Distinctive scars from surgery to repair a torn anterior cruciate ligament are visible around Ava Tibor’s right knee. There’s one crossing the knee and another on the side. They represent the agony of a terrible setback but also the hope of a terrific comeback.
Tibor was set to become the best player in City Section girls’ soccer last season after scoring 26 goals as a sophomore for El Camino Real High. Then everything came crashing down during a November club game.
“I decelerated in one big step instead of multiple steps,” she said. “I felt the pop. I heard the pop. I didn’t know how serious it was.”
She went home and consulted other players before reality sunk in.
“I’ve had teammates that have torn it,” she said. “I felt I was going to be fine because I was able to walk and jog afterward. When they said they were able to do that after hearing the pop … I didn’t hurt that bad. Once the adrenaline wore off, it started to hurt that night. That’s when I started crying in the bathroom.”
She had a three-hour surgery last Nov. 30 and began what would be an 11-month rehabilitation assignment. She has been cleared to return on a limited basis, with the expectation to have no strings attached come January.
“My goal is to double that,” she said of her 26 goals as a sophomore.
Tibor is committed to UC San Diego, and her return should help the Royals contend for a City title along with Granada Hills and Palisades.
In the Southern Section, Oaks Christian, Mater Dei and JSerra lead a strong group of title contenders.
ACL injuries have become a concern in women’s soccer. Recent studies have indicated women have a higher risk of ACL injuries than men.
Dealing with the mental challenges of not being able to compete and facing months of rehab required Tibor’s total commitment.
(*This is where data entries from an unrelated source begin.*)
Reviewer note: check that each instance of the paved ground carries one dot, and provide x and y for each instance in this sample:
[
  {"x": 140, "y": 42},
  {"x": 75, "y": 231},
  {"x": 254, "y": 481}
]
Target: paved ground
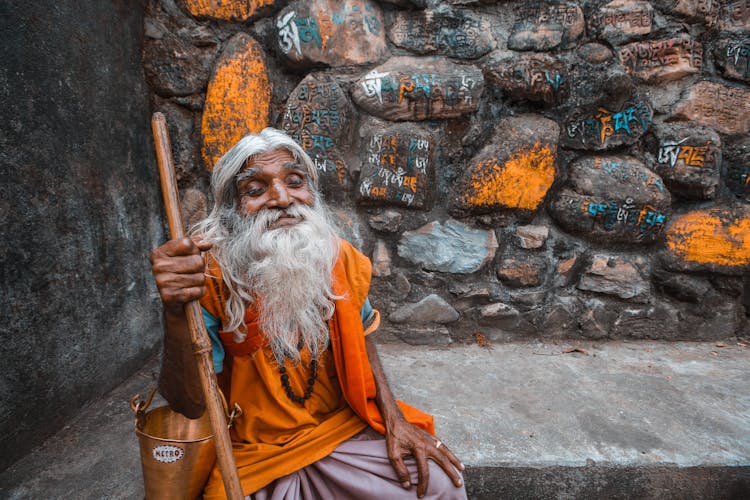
[{"x": 577, "y": 420}]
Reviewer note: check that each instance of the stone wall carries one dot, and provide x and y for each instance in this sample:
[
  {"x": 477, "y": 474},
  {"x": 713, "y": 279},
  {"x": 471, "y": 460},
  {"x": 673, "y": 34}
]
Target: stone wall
[
  {"x": 515, "y": 169},
  {"x": 81, "y": 211}
]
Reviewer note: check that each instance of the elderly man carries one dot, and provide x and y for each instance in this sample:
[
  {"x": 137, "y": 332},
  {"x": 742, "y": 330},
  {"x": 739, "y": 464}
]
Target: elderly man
[{"x": 285, "y": 303}]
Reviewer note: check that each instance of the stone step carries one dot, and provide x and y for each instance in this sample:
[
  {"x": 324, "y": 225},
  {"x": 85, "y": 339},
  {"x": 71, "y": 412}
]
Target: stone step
[{"x": 644, "y": 420}]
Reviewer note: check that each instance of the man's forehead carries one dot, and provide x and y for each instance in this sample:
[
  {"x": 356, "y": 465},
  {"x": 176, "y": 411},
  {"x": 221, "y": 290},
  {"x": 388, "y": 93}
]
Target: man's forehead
[{"x": 278, "y": 157}]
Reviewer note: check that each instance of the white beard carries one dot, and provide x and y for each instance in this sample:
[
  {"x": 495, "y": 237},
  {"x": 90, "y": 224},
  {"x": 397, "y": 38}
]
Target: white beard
[{"x": 286, "y": 272}]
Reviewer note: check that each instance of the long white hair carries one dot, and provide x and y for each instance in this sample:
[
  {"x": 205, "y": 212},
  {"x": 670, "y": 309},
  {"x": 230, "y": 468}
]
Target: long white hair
[{"x": 285, "y": 272}]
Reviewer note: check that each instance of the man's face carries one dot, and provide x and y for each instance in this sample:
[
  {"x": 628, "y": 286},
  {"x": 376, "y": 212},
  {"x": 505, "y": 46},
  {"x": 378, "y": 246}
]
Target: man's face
[{"x": 274, "y": 180}]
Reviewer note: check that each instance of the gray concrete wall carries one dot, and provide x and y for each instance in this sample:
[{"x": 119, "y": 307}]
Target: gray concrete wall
[{"x": 80, "y": 211}]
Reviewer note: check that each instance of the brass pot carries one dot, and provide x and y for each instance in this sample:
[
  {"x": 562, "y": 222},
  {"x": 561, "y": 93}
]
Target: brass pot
[{"x": 177, "y": 453}]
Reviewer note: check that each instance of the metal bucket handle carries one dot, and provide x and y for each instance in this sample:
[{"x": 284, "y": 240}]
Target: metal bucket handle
[{"x": 139, "y": 407}]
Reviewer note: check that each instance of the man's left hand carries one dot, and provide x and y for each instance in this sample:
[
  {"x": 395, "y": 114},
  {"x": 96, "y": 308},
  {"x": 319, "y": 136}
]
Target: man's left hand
[{"x": 404, "y": 439}]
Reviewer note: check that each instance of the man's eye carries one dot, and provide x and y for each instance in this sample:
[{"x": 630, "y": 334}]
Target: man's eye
[
  {"x": 252, "y": 192},
  {"x": 295, "y": 181}
]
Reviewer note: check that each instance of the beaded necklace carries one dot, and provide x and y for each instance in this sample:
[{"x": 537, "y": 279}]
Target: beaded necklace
[{"x": 311, "y": 381}]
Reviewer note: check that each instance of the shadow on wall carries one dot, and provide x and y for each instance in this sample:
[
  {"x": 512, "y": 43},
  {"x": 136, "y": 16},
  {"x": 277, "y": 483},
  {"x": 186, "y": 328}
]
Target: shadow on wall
[{"x": 81, "y": 209}]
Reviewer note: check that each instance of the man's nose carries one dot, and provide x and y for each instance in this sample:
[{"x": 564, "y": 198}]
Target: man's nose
[{"x": 279, "y": 195}]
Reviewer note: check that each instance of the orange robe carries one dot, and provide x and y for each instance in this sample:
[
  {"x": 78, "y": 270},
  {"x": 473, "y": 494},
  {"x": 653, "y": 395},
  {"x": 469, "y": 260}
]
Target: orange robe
[{"x": 276, "y": 436}]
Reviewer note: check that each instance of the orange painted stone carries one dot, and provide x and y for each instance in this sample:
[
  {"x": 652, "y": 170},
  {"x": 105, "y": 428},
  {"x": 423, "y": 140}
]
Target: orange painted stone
[
  {"x": 226, "y": 10},
  {"x": 237, "y": 99},
  {"x": 515, "y": 175},
  {"x": 612, "y": 199},
  {"x": 715, "y": 239},
  {"x": 723, "y": 108}
]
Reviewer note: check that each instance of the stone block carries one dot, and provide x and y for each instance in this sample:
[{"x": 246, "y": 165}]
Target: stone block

From that first night when she shed tears in the bathroom to tears of joy when she successfully did a jumping jack during rehab, it was a struggle of highs and lows.
“I wasn’t crying because of the pain,” she said. “I was crying because I know what this injury looks like. It’s a year out. I’ve had teammates tear it twice. Soccer, being my whole personality, I didn’t want to miss a whole year.”
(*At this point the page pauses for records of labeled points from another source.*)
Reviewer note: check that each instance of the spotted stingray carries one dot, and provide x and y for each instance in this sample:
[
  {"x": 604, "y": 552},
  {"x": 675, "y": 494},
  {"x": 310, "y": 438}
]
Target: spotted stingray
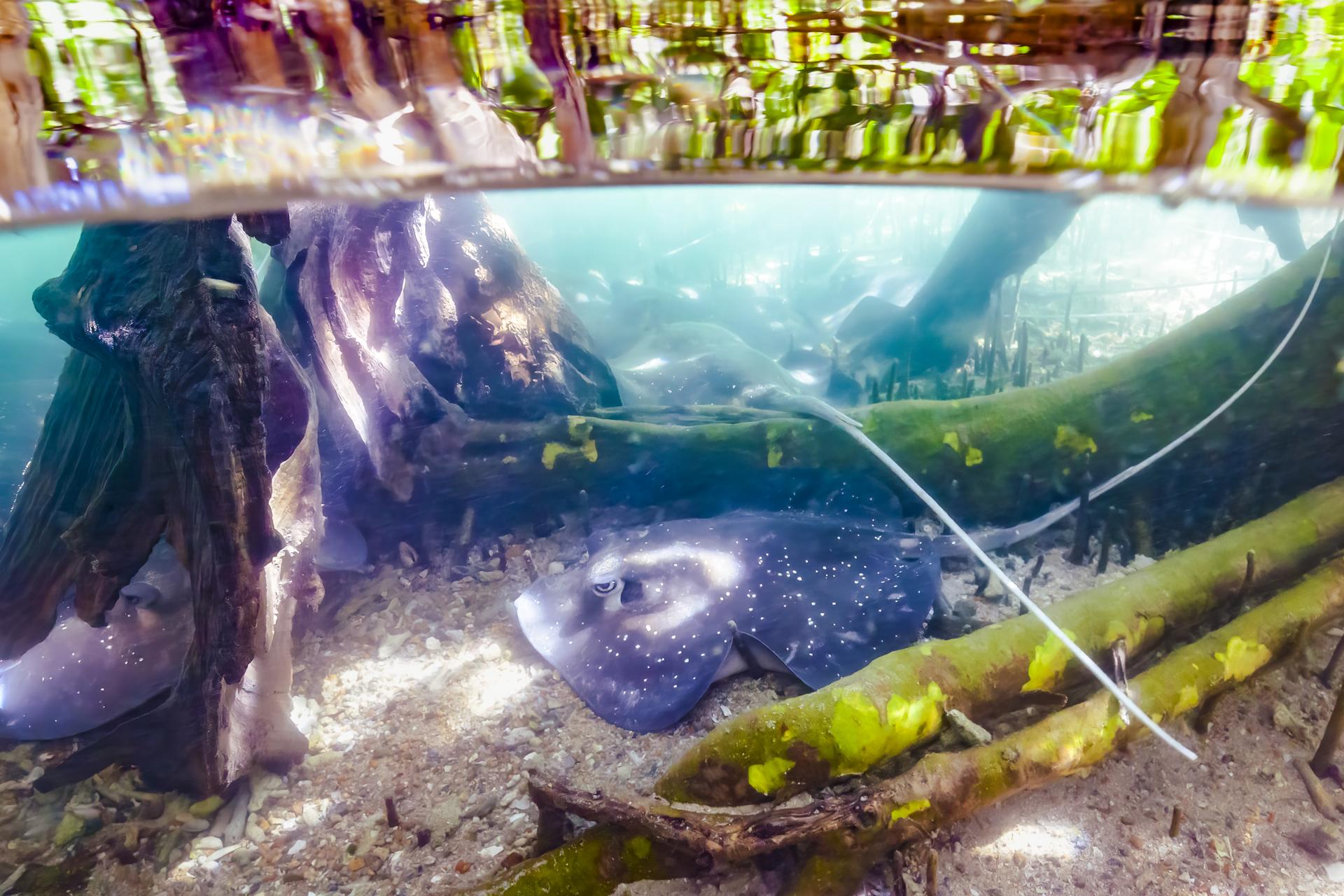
[{"x": 659, "y": 613}]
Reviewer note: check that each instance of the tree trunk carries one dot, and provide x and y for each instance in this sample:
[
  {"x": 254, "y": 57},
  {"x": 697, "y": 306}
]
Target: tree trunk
[
  {"x": 997, "y": 458},
  {"x": 1004, "y": 234},
  {"x": 942, "y": 788},
  {"x": 179, "y": 415},
  {"x": 806, "y": 742}
]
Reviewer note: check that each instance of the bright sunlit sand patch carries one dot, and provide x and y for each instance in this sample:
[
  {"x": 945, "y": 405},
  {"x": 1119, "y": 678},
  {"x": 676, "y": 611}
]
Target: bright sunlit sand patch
[
  {"x": 492, "y": 687},
  {"x": 1041, "y": 840}
]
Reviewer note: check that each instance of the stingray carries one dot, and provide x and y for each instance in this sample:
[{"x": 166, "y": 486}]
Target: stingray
[
  {"x": 659, "y": 613},
  {"x": 80, "y": 678}
]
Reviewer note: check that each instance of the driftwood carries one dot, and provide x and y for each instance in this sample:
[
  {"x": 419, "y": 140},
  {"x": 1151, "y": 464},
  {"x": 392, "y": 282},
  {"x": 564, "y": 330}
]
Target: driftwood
[
  {"x": 804, "y": 743},
  {"x": 172, "y": 416},
  {"x": 942, "y": 788}
]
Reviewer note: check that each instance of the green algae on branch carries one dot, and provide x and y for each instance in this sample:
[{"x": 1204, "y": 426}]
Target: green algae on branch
[
  {"x": 946, "y": 788},
  {"x": 898, "y": 701},
  {"x": 593, "y": 864},
  {"x": 1011, "y": 454},
  {"x": 952, "y": 786}
]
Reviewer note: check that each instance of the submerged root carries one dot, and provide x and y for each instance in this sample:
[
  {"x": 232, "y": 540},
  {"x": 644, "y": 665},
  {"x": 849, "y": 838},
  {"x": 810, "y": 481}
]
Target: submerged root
[
  {"x": 942, "y": 788},
  {"x": 902, "y": 700}
]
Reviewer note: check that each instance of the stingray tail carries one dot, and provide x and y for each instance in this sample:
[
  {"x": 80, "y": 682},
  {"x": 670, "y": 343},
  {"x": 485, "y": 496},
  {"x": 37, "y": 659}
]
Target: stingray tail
[{"x": 816, "y": 407}]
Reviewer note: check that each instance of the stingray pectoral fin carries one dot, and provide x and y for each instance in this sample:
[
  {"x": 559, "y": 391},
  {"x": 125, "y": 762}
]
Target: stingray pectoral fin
[{"x": 628, "y": 676}]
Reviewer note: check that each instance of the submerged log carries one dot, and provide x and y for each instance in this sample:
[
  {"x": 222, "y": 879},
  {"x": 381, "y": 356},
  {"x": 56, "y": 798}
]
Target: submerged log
[
  {"x": 1011, "y": 454},
  {"x": 171, "y": 421},
  {"x": 946, "y": 788},
  {"x": 806, "y": 742}
]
She coped and moved forward by letting others know her progress through social media. It inspired her that she was nearing a return.
“I’ve learned how to take care of my body better,” she said. “I’ve learned how to rehab, how important stretching is. I’ve learned how to eat better and build muscles more efficiently.”
El Camino Real coach Eric Choi is promising to “turn her loose” when she’s ready.
“She’s definitely someone we look forward to seeing,” he said. “She was scheduled to be the player of the year.”
Tibor insists she will be coming back better than ever.
“I feel both my legs are stronger than before,” she said.
She also knows the comeback will have bumps along the way.
“Today I missed a step on the stairs,” she said. “I caught myself with my hands. My knee got tight and sore. I’m definitely nervous to fall again.”
The boys’ soccer season has plenty of questions. Servite won’t have its top returning player, Joe Moyer, a Stanford commit. He’s one of several elite players sticking with their club teams to play in MLS Next. Club programs pressuring players to decide between club and high school competition is an issue that went away during the pandemic but has returned with a vengeance.
Harvard-Westlake, the defending Mission League champion, returns its leading goal scorer, junior Theo Ottosson (22 goals). San Clemente, Cathedral and Godinez also should have outstanding teams.
In the City Section, EB Madha is no longer coach of defending champion Birmingham. Former Patriots leading goal scorer Gus Villalobos, a longtime assistant, has taken over. Steven Ramos and Adrian Diaz, juniors who have been contributors since they were freshmen, will try to keep the Patriots on top.
There are also major concerns with a dispute involving officials and the Southern Section. The officials want a raise. They got one from the City Section last year, but Southern Section schools approved a three-year contract that didn’t give them a raise based on hours worked.
Now there’s a boycott. Coaches are scrambling to line up college students and others to fill in. Both boys’ and girls’ games will be affected.